ELYRIA — Robert Gilchrist, the former service director of Lorain who briefly led the Lorain County Community Action Agency last year, has been indicted on four felony counts of illegal voting.
Gilchrist, 42, was booked into the Lorain County Jail on Monday and later was freed on a personal bond.
The charges against Gilchrist center on where he voted in elections held in November 2009, May and November 2010, and May 2011.
During those elections, Gilchrist voted in Lorain’s 2nd Ward, even though he didn’t live there, an investigation by the Lorain County Board of Elections determined.
Gilchrist had been living in Broadway apartments until August 2009, when he moved to an Oak Point Road home, the investigation showed. He remained there until he took possession of the house he bought on Fields Way in the city’s 8th Ward in December 2009. He had purchased the Fields Way house a few months before he moved in.
The elections board investigation also determined that Gilchrist had signed petitions to get six Democratic candidates on the May 2011 ballot, including for then-Mayor Tony Krasienko, and listed his address on Fields Way, even though he was still registered to vote in the 2nd Ward.
Gilchrist changed his address with the elections board in August 2011 after Lorain resident Denise Caruloff raised questions about where he was living and where he was registered to vote.
Caruloff said Monday she was pleased to learn Gilchrist had been charged and hopes he faces prison time.
“This isn’t stealing gum out of a gumball machine,” she said. “This is voting fraud.”
Caruloff said Lorain City Councilman Dennis Flores, D-2nd Ward, first told her that Gilchrist was still registered to vote in the 2nd Ward even though he had moved years earlier, and she brought the matter to the attention of the elections board.
Gilchrist, who did not return a call seeking comment Monday, previously has said he voted where his driver’s license said he lived and insisted that he never intentionally did anything wrong.
But county Prosecutor Dennis Will said intent isn’t a factor in the illegal voting charges Gilchrist faces. He said it’s a question of whether Gilchrist had moved but continued to vote under his old address.
“You have an affirmative duty to change your address when you change your primary address,” Will said.
Gilchrist’s attorney, former Ohio Secretary of State Jennifer Brunner, previously has said she believes Gilchrist was singled out for prosecution. Brunner could not be reached for comment Monday.
Supporters of Gilchrist, who is black, also have previously suggested the allegations were leveled against him because of his race.
Caruloff, who is white, denied that race was a factor in her complaint, noting that she also raised questions about former Lorain School Board Member Paul Biber’s residency. Her complaint against Biber, who is white, was dismissed by the elections board.

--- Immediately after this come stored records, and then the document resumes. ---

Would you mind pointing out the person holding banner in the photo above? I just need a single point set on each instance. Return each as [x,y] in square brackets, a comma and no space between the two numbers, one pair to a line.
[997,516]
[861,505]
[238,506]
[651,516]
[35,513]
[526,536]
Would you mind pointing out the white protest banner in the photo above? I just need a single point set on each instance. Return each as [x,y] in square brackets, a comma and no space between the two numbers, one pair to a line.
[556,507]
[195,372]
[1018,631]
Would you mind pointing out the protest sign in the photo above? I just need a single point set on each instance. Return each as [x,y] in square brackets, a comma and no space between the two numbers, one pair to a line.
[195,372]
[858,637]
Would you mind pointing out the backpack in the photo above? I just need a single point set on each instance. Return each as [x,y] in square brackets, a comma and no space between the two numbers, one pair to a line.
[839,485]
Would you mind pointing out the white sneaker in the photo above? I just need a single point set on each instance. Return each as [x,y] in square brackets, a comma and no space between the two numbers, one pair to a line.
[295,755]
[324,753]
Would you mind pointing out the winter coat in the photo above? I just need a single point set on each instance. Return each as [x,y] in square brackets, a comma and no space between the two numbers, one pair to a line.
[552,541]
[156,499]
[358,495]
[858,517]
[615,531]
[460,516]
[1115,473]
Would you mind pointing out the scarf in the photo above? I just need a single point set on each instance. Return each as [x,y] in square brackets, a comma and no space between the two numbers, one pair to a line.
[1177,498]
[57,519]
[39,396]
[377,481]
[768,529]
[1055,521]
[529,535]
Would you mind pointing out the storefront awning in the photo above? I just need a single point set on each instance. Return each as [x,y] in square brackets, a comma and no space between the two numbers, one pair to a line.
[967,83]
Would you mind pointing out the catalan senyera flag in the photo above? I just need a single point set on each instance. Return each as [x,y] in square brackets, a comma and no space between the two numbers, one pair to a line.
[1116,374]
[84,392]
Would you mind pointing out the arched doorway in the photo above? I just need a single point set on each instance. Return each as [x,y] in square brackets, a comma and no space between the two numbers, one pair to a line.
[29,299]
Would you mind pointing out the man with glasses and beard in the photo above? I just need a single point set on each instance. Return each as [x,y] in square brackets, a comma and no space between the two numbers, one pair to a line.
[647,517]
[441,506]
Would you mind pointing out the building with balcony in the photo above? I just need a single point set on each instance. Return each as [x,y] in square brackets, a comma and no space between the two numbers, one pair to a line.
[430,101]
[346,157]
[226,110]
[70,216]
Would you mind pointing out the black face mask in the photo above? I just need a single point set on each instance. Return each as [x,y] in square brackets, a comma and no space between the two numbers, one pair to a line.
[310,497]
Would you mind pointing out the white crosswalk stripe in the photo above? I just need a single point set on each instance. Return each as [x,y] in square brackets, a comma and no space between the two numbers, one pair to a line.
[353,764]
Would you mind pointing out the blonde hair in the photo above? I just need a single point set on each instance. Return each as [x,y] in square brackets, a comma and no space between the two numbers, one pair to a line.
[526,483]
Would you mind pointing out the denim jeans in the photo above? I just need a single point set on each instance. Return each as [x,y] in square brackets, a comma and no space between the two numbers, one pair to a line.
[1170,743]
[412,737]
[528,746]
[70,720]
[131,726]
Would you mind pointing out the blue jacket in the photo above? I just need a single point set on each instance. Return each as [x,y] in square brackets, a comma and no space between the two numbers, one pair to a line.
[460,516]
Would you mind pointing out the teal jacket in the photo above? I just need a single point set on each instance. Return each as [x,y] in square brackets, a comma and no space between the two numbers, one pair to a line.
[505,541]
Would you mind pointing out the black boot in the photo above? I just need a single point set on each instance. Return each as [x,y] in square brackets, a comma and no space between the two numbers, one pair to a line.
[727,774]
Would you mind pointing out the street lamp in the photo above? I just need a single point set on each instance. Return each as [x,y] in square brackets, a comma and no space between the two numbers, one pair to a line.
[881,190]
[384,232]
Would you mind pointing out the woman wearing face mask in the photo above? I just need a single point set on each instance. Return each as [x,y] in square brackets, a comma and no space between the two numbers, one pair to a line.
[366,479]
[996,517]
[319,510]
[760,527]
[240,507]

“It was never about race,” Caruloff said. “It was about being ethical and doing what you’re supposed to do.”
Elections board Director Paul Adams said his office occasionally deals with allegations of voters casting ballots in the wrong place, but typically those deal with the elderly or someone with a mental issue.

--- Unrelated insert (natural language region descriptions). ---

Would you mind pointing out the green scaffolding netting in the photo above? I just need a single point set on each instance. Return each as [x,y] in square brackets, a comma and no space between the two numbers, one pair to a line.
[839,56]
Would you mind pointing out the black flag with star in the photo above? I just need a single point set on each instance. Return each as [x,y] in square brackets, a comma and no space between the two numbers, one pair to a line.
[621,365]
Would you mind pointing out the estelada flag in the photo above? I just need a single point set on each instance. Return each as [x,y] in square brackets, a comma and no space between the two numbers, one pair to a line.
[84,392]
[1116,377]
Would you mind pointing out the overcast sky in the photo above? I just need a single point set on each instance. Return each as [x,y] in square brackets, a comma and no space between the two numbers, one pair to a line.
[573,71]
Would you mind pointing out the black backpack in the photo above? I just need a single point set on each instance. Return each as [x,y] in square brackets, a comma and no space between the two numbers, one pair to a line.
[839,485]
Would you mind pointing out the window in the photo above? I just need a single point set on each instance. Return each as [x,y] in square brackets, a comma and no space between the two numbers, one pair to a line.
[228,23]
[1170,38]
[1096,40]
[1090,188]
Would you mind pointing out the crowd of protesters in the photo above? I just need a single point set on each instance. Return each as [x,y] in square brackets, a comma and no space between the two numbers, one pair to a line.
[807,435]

But he described what Gilchrist did as a “blatant” violation of the rules requiring someone to change their voter registration after moving.
“I think it’s a perfect example that we take any kind of voting violation seriously,” Adams said.
Gilchrist left his city job last summer to take over running Lorain County Community Action Agency, but his term there was overshadowed by the voting investigation and a domestic violence allegation for which he was never charged.
The poverty-fighting agency’s board fired Gilchrist in October because of the scandals surrounding him. A permanent replacement has yet to be named.